Pequeña (pero larga) y cursi película sin importancia

Marion Cotillard, en la película.
Marion Cotillard, en la película.
C. Colón

31 de mayo 2011 - 05:00

Comedia dramática, Francia, 2010, 154 min. Dirección y guión: Gillaume Canet. Fotografía: Christophe Offenstein. Intérpretes: Anne Marivin, Benoît Magimel, Marion Cotillard. Cines: Multicines Centro.

Esta pequeña película sin importancia fue el taquillazo de la temporada en Francia, superando a los colosos americanos. ¿Una buena noticia para el cine europeo? Lo es desde el punto de vista industrial. No lo es desde el punto de vista, no ya artístico, sino tan siquiera cultural en el más amplio sentido de la palabra. Porque con relación a la larga tradición francesa -que va de Renoir a Rohmer- de películas intimistas con nutrida galería de personajes enfrascados en largas conversaciones en torno a la mesa, Pequeñas mentiras sin importancia es una cáscara vacía.

Fundiendo esa tradición francesa de conversaciones de sobremesa y el modelo de amigos reunidos por alguna razón luctuosa (con Reencuentro de Kasdan como referencia), Guillaume Canet propone la enésima variación sobre las grandezas y miserias de la amistad en la variante de crítica amable (aunque con ínfulas de prédica moral, especialmente en el empachoso final) de la generación de peter panes que alcanzan la cuarentena evitando tan cuidadosamente las huellas de la edad como las responsabilidades o madurez que cumplir años conlleva o debería conllevar.

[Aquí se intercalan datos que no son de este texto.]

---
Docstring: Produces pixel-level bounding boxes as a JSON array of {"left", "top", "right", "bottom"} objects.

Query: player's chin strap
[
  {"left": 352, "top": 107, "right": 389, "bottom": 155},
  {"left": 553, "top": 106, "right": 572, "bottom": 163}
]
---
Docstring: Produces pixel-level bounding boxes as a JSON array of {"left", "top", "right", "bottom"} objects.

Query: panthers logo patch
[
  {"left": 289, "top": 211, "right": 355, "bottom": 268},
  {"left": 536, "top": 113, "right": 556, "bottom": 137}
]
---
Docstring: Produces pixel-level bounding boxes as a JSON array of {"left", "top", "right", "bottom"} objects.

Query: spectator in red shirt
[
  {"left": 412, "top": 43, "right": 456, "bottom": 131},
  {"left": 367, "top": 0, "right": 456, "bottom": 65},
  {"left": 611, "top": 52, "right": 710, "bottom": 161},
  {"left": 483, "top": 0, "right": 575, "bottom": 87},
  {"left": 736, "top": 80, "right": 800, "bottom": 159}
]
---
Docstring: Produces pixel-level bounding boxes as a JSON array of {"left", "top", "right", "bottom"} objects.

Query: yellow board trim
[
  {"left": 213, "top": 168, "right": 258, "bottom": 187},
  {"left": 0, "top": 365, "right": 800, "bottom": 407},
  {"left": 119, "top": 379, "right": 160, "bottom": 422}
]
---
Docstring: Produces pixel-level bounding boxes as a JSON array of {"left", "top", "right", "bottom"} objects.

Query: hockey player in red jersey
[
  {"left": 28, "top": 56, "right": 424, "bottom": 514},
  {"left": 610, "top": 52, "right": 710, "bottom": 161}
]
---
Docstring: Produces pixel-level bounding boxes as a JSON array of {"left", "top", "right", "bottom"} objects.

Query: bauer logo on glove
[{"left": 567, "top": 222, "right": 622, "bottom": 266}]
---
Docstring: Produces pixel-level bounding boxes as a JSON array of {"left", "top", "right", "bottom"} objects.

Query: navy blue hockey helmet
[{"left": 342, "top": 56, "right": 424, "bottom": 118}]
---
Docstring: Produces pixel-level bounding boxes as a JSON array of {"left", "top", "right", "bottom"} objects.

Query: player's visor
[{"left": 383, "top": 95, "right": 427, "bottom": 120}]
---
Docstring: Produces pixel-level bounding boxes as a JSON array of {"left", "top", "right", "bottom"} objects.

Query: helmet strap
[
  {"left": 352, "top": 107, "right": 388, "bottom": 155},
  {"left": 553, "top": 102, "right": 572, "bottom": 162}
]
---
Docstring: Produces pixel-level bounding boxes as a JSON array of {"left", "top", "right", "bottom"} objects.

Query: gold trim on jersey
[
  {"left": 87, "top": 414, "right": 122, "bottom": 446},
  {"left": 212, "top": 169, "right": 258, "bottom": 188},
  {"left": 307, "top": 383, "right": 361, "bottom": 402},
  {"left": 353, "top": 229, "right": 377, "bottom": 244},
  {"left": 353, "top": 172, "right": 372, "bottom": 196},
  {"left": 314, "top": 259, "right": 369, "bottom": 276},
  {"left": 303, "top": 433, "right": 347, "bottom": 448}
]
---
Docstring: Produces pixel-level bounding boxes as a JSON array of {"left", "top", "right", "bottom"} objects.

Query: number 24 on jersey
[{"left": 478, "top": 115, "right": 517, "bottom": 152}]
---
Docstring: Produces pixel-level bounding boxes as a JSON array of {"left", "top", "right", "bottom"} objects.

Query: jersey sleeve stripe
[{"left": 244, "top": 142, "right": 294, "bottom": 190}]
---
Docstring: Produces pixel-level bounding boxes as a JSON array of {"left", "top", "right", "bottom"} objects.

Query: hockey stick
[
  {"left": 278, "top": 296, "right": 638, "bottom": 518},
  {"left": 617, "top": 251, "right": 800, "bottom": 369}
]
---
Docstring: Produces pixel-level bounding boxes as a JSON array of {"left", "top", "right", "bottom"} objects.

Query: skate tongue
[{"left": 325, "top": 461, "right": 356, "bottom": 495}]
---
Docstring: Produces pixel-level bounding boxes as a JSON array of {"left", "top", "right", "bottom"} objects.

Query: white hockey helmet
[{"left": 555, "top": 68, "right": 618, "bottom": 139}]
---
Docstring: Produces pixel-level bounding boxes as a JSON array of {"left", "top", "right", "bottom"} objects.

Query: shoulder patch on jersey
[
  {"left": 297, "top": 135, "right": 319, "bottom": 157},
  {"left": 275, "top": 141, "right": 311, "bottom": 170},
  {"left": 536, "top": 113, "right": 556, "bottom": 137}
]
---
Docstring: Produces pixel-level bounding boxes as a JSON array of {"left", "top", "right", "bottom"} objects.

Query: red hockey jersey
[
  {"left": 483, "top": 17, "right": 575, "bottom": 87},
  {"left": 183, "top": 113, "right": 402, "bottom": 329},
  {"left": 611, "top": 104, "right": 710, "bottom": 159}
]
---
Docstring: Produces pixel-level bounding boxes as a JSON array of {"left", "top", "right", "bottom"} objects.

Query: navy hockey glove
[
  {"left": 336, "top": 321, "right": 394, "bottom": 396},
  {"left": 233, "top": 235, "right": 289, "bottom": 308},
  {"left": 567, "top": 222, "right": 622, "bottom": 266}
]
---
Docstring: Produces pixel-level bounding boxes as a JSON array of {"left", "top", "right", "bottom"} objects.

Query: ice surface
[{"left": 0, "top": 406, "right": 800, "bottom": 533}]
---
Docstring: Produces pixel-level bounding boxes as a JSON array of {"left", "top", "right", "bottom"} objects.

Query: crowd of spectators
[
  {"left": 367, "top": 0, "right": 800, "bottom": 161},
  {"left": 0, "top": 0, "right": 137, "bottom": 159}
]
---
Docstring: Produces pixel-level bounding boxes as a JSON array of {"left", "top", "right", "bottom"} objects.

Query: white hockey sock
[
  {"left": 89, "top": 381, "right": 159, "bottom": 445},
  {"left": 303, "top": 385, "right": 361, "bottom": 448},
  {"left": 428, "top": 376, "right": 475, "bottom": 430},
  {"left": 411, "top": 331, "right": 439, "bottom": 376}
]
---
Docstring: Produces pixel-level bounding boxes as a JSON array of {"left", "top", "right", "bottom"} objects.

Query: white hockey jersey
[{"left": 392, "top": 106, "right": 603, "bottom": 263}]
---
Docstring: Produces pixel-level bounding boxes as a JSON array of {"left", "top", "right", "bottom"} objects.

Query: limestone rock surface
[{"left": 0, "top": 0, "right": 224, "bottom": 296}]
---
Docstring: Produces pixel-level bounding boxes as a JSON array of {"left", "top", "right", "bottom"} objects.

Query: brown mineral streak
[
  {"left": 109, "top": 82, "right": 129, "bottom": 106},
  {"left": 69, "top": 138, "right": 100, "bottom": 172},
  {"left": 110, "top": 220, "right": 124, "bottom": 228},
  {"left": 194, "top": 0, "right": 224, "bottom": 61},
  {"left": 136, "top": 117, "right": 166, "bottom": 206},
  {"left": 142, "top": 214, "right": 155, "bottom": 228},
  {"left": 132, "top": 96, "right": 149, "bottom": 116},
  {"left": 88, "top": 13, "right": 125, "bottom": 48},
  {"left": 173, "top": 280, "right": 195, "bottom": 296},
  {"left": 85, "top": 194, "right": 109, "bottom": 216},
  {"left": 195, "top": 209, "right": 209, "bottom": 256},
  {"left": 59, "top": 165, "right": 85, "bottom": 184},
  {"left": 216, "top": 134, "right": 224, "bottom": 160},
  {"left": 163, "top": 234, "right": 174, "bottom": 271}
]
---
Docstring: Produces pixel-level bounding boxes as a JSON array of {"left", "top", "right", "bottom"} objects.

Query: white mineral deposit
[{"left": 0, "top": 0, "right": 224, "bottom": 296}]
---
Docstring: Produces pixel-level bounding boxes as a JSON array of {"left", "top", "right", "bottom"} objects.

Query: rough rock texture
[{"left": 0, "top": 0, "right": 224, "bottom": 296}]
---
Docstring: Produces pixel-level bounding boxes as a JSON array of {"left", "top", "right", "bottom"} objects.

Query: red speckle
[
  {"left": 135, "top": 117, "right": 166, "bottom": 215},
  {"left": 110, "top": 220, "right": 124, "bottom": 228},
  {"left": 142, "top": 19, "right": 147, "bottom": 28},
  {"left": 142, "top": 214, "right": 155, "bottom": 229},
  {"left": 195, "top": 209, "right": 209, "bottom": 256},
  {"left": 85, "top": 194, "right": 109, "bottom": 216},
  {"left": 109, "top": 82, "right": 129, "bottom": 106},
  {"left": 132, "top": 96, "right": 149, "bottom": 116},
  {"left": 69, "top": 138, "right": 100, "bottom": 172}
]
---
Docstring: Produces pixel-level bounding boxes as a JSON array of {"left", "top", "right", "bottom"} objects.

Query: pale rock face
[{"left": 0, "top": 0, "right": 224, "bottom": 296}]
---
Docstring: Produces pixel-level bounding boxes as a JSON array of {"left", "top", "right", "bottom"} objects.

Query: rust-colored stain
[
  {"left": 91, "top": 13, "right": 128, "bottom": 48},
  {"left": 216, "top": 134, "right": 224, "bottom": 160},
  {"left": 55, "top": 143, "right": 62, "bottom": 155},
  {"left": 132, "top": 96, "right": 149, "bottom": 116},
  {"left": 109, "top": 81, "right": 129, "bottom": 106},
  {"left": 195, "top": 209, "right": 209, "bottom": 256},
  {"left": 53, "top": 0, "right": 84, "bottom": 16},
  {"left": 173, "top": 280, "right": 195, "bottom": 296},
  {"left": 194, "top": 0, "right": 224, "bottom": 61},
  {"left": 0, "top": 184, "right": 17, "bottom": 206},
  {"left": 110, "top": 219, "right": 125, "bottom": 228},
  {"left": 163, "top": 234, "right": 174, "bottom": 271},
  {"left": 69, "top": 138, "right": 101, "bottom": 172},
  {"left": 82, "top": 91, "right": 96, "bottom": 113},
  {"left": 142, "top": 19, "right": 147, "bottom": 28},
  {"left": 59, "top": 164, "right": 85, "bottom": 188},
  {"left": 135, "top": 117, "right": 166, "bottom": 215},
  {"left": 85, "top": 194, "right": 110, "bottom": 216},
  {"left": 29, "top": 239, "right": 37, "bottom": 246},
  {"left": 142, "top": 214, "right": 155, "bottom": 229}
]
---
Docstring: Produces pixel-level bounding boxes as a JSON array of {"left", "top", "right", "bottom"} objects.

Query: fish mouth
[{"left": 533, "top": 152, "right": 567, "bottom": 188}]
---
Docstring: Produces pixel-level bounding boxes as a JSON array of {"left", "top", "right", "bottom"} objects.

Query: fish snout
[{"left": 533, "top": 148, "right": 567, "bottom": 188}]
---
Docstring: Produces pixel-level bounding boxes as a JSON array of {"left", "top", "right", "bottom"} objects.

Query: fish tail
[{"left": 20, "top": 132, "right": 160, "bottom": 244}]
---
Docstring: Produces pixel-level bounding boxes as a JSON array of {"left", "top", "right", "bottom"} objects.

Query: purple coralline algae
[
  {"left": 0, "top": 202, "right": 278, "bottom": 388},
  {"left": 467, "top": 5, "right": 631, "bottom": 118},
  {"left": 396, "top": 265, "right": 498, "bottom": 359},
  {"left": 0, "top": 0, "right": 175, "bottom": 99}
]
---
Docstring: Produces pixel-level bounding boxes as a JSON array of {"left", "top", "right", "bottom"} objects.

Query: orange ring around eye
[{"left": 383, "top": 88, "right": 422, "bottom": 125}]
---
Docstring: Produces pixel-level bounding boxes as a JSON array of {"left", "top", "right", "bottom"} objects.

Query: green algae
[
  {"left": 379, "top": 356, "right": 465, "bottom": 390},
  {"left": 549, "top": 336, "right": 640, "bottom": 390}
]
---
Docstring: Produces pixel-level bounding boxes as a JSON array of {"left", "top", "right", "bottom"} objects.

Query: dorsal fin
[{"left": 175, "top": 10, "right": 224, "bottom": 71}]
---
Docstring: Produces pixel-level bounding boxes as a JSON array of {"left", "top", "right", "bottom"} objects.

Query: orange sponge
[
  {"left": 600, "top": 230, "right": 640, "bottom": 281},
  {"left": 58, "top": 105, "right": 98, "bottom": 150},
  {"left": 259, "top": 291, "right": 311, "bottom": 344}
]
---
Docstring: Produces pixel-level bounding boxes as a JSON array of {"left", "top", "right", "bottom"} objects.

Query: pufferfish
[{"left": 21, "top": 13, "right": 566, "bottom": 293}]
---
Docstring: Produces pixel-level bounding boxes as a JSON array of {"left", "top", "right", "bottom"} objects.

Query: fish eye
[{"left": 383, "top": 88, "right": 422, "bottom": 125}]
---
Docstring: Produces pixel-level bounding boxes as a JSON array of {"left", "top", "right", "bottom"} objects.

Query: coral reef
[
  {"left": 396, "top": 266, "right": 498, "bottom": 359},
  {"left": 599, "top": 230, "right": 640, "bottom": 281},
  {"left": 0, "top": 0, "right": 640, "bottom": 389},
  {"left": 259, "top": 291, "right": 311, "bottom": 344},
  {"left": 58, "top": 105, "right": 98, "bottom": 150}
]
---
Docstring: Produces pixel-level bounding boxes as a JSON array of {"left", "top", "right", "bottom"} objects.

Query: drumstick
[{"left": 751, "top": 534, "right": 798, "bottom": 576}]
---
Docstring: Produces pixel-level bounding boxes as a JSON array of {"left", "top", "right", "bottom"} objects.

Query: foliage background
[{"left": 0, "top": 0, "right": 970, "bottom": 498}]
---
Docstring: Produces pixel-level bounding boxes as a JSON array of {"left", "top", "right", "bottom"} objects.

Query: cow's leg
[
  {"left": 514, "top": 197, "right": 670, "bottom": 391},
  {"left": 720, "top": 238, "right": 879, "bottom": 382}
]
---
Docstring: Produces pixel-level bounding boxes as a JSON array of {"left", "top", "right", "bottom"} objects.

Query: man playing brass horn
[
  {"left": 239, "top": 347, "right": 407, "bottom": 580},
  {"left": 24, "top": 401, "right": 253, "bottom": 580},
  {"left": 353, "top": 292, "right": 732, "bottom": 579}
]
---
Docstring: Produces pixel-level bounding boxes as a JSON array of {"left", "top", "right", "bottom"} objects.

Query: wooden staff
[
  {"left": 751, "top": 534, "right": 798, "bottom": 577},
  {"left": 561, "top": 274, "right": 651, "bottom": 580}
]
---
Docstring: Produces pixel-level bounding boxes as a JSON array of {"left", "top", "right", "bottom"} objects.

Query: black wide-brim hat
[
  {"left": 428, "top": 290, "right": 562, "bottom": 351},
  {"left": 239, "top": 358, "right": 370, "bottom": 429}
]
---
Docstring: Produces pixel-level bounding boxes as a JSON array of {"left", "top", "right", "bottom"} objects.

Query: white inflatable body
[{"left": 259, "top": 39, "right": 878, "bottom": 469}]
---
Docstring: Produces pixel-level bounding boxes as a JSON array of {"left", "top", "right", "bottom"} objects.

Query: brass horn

El zambombazo del arranque -la irrupción de la fatalidad en las hermosas, umbrías y tranquilas calles de París en una amanecida de verano- promete una fuerza que la película después no ofrece, pese a que el director se tome su tiempo para hacerlo (¡dos horas y media!). Los protagonistas cuyo egoísmo se pretende criticar -dejan a un amigo moribundo para no perderse sus vacaciones- no dan para tanto. No son malvados sino, simplemente, gilipollas. La suya es una maldad natural, zoológica, determinada por su absoluta carencia de pensamiento y de sentimiento. Por ello nada, aunque el director se empeñe, se les puede reprochar. ¿Qué se podría esperar de estos tipos? Como el escorpión de la fábula, actúan como lo hacen porque así se lo manda su limitada naturaleza. Y lo peor es que el director parece compartirla con sus personajes. Una cosa es retratar la tontería, la cursilería y la blandenguería y otra muy diferente, como aquí sucede, es retratar tontamente la tontería, relamidamente la cursilería y blandamente la blandenguería.

La escena (una de las muchas) de la comida en chiringuito con el pesado canturreando y tocando la guitarra obliga a vacunarse viendo su equivalente en Jules et Jim para no aborrecer la cultura francesa más que el cura Merino. La falsa naturalidad y la espontaneidad de pega de las situaciones y los personajes es irritante. El artificio de las interpretaciones supuestamente naturales es corajoso (especialmente en el caso de una Marion Cotillard que parece sufrir de estreñimiento cuando se pone trágica). Los discursitos finales son intolerables: un subidón de azúcar. Para colmo de males, el cine francés, que desde los años 30 de Georges Van Parys o Maurice Jaubert a los 60 de Michel Legrand y Francis Lai enseñó al mundo a utilizar la canción como elemento dramático, parece haber olvidado esta maestría, tan mal escogidas y peor utilizadas están las canciones.